After you’ve been away from the workforce for a while, jumping back into the game can present some serious challenges, both practical and psychological. This is true for almost all professions, but each field and each industry also brings a unique set of hurdles that relate specifically hiring manger preferences and the tasks required by the job. If you’re stepping back into the engineering workplace after a hiatus of a few months or years, these simple moves can make the transition easier.
1. Demonstrate that you’ve been keeping up.
You don’t have to launch into your cover letter with a statement like: “Despite the gap in my resume, I’ve been subscribing to and reading several industry-specific publications and participating in professional societies, etc, etc…” This sounds defensive, and until your resume gap is directly questioned, there’s no need to take this stance. But when interviewer ask you what you’ve been doing in order to keep up with changes in the industry, make sure you have something to say.
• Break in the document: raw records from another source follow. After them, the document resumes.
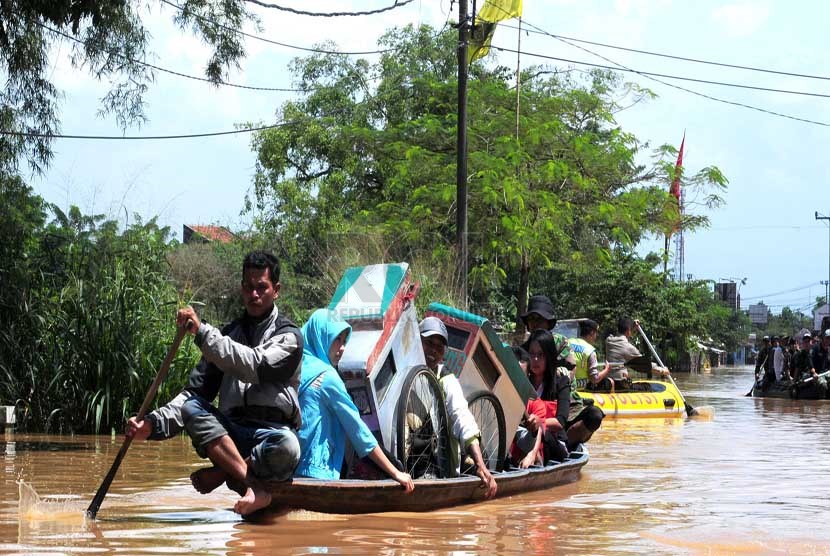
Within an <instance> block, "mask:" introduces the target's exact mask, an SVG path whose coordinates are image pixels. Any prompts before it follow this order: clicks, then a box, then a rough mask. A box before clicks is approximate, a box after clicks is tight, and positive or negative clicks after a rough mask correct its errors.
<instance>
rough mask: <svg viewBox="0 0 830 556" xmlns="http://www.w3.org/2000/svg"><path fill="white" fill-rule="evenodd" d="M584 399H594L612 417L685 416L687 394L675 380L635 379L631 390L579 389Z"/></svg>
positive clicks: (595, 403) (661, 416)
mask: <svg viewBox="0 0 830 556" xmlns="http://www.w3.org/2000/svg"><path fill="white" fill-rule="evenodd" d="M579 395H580V396H581V397H582V398H586V399H591V400H593V401H594V405H596V406H597V407H599V408H600V409H602V411H604V412H605V415H606V416H608V417H684V416H685V415H686V405H685V404H684V403H683V396H681V395H680V391H679V390H678V389H677V387H676V386H675V385H674V384H672V383H671V382H663V381H662V380H635V381H633V383H632V388H631V389H629V390H617V391H615V392H596V391H593V390H579Z"/></svg>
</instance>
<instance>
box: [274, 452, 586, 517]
mask: <svg viewBox="0 0 830 556" xmlns="http://www.w3.org/2000/svg"><path fill="white" fill-rule="evenodd" d="M583 450H584V449H583ZM588 457H589V456H588V452H587V450H584V451H582V452H572V453H571V457H570V458H569V459H568V460H566V461H564V462H562V463H558V464H555V465H549V466H545V467H534V468H530V469H517V470H513V471H505V472H501V473H494V474H493V477H494V478H495V479H496V482H497V483H498V494H497V498H502V497H505V496H511V495H514V494H520V493H523V492H530V491H535V490H543V489H548V488H551V487H554V486H558V485H562V484H567V483H571V482H574V481H576V480H577V479H578V478H579V475H580V472H581V470H582V467H584V466H585V464H586V463H588ZM268 486H269V489H270V491H271V497H272V501H271V507H272V508H297V509H304V510H310V511H314V512H322V513H337V514H361V513H378V512H428V511H431V510H437V509H441V508H448V507H451V506H459V505H463V504H473V503H476V502H482V501H484V500H485V498H484V489H483V488H482V484H481V480H480V479H479V478H478V477H476V476H465V477H459V478H454V479H417V480H416V481H415V491H414V492H412V493H411V494H406V493H405V492H403V490H402V489H401V486H400V485H399V484H398V483H396V482H395V481H393V480H391V479H386V480H377V481H365V480H340V481H324V480H320V479H305V478H296V479H293V480H292V481H291V482H286V483H270V484H269V485H268Z"/></svg>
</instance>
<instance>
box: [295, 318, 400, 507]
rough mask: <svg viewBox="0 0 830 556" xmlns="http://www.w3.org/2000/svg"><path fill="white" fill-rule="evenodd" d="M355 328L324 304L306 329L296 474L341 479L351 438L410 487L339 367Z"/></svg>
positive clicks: (298, 435) (387, 469)
mask: <svg viewBox="0 0 830 556" xmlns="http://www.w3.org/2000/svg"><path fill="white" fill-rule="evenodd" d="M351 330H352V327H351V326H350V325H349V324H347V323H346V322H344V321H342V320H340V318H339V317H338V316H337V314H335V313H333V312H329V311H327V310H325V309H318V310H316V311H314V313H313V314H312V315H311V318H310V319H308V322H307V323H305V325H304V326H303V328H302V332H303V340H304V344H305V345H304V347H303V367H302V371H301V375H300V388H299V397H300V410H301V411H302V416H303V424H302V427H301V428H300V432H299V435H298V436H299V439H300V449H301V456H300V463H299V465H298V466H297V469H296V471H294V475H296V476H298V477H314V478H316V479H328V480H335V479H339V478H340V468H341V466H342V465H343V456H344V455H345V451H346V438H347V437H348V439H349V442H351V444H352V447H353V448H354V450H355V452H356V453H357V455H358V457H365V456H369V458H370V459H371V460H372V461H373V462H375V464H377V466H378V467H380V468H381V469H382V470H383V471H385V472H386V473H387V474H388V475H389V476H391V477H392V478H393V479H395V480H396V481H398V482H399V483H400V484H401V486H403V487H404V489H405V490H406V491H407V492H412V490H413V489H414V488H415V486H414V484H413V483H412V477H410V476H409V475H408V474H406V473H403V472H401V471H399V470H398V469H397V468H396V467H395V466H394V465H392V462H390V461H389V459H388V458H387V457H386V455H385V454H384V453H383V450H381V449H380V446H378V442H377V440H375V437H374V436H373V435H372V432H371V431H370V430H369V428H368V427H367V426H366V424H365V423H364V422H363V420H362V419H361V418H360V414H359V413H358V411H357V407H356V406H355V405H354V402H353V401H352V398H351V397H350V396H349V393H348V392H347V391H346V385H345V384H343V380H342V379H341V378H340V375H339V374H337V371H336V370H335V367H336V366H337V364H338V363H339V362H340V357H341V356H342V355H343V349H344V347H345V346H346V342H347V341H348V339H349V334H351ZM344 433H345V434H344Z"/></svg>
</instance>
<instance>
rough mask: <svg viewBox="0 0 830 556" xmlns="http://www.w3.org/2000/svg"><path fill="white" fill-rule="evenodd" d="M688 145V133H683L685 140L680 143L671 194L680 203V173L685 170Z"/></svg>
mask: <svg viewBox="0 0 830 556" xmlns="http://www.w3.org/2000/svg"><path fill="white" fill-rule="evenodd" d="M685 144H686V133H685V132H684V133H683V140H682V141H681V142H680V151H679V152H678V153H677V163H676V164H675V165H674V180H673V181H672V182H671V187H670V188H669V193H671V194H672V195H674V196H675V197H676V198H677V202H678V203H679V202H680V173H681V171H682V169H683V146H684V145H685Z"/></svg>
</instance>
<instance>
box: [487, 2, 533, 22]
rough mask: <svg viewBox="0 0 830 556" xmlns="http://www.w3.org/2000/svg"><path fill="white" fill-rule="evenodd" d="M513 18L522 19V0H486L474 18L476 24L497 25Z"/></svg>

2. Build an online presence.
It may or may not seem fair, and it may or may not seem very wise, but a significant number of employers research candidates online and factor the information they find into their hiring decisions. So make sure that when your reviewers run your name through a search engine, the results they find create a positive impact for your job prospects. Clean up your online profiles, check and recheck your privacy settings, and make sure no embarrassing photos, “secret” blogs, or excessive sharing are standing in your way.
3. Establish yourself as a thought leader.
In the meantime, don’t just keep your online persona from holding you back. Actively push yourself forward by frequenting respectable engineering-focused websites, industry-related blogs, and sites that can help you stay on top of cutting edge software developments, legal issues, and other trends that are specific to your area of expertise. Make smart comments, and post and retweet articles that interest you.
4. Leverage your network.
Your network will be your most valuable tool as you work your way back into the field. Stay in touch with your previous bosses and coworkers, and don’t be shy about asking for informational interviews, connections, and leads.